To study bacteremic processes with transmission electron

microscopy, blood groups were examined in the representative groups of

patients with typhoid fever, generalized forms of yersinosis,

pseudotuberculosis, Flexner's shigelosis, and Sonne's shigelosis at

different stages of acute cyclic diseases and in those with chronic

Salmonella typhi carriage. Bacteremia of typical unaltered causative

organisms is shown to occur only in the feverish period of disease.

The morphofunctional organization of a causative agent in this period

is similar to that of museum bacterial strains, except that the

bacteria circulating in the blood of patients have vesicles that are

morphologically equivalent to endotoxin. In reconvalescence, the blood

circulation of causative organisms continues, but they appear as

morphologically changed bacteria and as forms with their defective

cellular wall (spheroplasts and protoplasts). Transmission electron

microscopy reveals bacteria of other systematic groups in the

patients' blood when acute Salmonella typhi carriage is under way or

when there are typhoid fever-induced complications or relapses,

clinically unfavorable running of typhoid fever, generalized forms of

yersinosis and pseudotuberculosis are present.
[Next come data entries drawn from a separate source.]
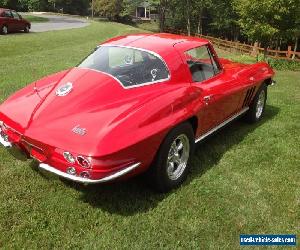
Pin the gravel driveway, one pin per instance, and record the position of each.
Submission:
(58, 23)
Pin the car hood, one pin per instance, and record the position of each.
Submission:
(93, 115)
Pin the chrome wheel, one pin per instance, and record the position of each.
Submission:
(178, 157)
(260, 104)
(4, 30)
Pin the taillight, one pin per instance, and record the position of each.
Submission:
(83, 162)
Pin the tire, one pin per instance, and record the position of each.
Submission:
(171, 164)
(27, 29)
(258, 105)
(4, 30)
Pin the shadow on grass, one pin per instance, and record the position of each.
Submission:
(135, 196)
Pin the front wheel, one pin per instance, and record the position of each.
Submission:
(257, 107)
(171, 165)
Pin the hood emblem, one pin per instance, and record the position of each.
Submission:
(65, 89)
(78, 130)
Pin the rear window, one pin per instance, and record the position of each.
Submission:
(132, 67)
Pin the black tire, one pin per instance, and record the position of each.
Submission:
(158, 175)
(258, 105)
(4, 30)
(27, 29)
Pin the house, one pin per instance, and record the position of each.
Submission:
(144, 11)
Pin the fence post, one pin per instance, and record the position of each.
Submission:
(255, 49)
(289, 52)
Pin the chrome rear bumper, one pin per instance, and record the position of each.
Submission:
(74, 178)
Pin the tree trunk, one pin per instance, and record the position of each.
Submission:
(295, 48)
(162, 14)
(162, 20)
(199, 27)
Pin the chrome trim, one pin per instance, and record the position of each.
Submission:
(116, 175)
(84, 159)
(3, 142)
(134, 86)
(202, 137)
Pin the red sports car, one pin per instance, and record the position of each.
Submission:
(137, 103)
(11, 21)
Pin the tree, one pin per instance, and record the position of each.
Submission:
(267, 21)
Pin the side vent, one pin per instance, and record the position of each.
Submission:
(249, 96)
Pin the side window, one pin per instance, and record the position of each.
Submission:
(201, 64)
(15, 15)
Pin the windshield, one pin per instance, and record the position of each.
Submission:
(132, 67)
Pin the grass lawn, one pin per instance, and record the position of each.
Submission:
(244, 179)
(35, 19)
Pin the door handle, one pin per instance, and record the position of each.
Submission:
(207, 99)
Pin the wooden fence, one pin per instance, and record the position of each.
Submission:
(252, 50)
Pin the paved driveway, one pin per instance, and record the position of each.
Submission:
(58, 23)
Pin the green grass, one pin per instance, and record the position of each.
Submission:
(244, 179)
(36, 19)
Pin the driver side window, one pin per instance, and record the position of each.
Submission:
(201, 63)
(15, 15)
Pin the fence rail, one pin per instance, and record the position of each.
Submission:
(252, 50)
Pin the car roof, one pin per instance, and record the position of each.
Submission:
(160, 43)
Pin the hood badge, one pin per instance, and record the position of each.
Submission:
(65, 89)
(78, 130)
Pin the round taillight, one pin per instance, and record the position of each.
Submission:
(83, 162)
(71, 171)
(69, 157)
(85, 175)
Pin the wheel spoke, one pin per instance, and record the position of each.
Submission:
(180, 146)
(178, 157)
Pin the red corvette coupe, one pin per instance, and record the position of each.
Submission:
(11, 21)
(136, 103)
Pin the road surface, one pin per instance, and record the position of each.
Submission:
(58, 23)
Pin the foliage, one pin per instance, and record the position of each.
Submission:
(268, 20)
(284, 64)
(244, 179)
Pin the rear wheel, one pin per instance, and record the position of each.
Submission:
(4, 30)
(171, 165)
(257, 107)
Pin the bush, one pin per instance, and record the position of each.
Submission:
(280, 64)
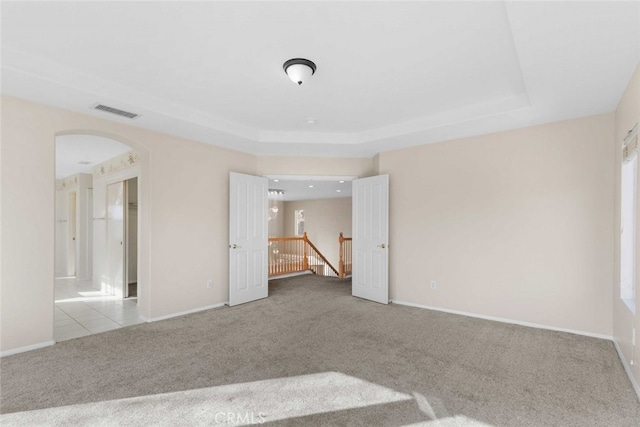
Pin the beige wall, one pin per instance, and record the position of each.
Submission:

In chronic Salmonella

typhi carriage, the patients' blood displays altered bacterial cells

and forms with defective cell wall, among them there are prominent

morphological types that are structurally identical to uncultured

bacterial forms. The study of blood samples from infected patients has

show that transmission lectron microscopy can be used to detect blood

circulating microorganisms at different stages of acute and chronic

patterns of an infectious process.

PMID: 11837203 [PubMed - indexed for MEDLINE]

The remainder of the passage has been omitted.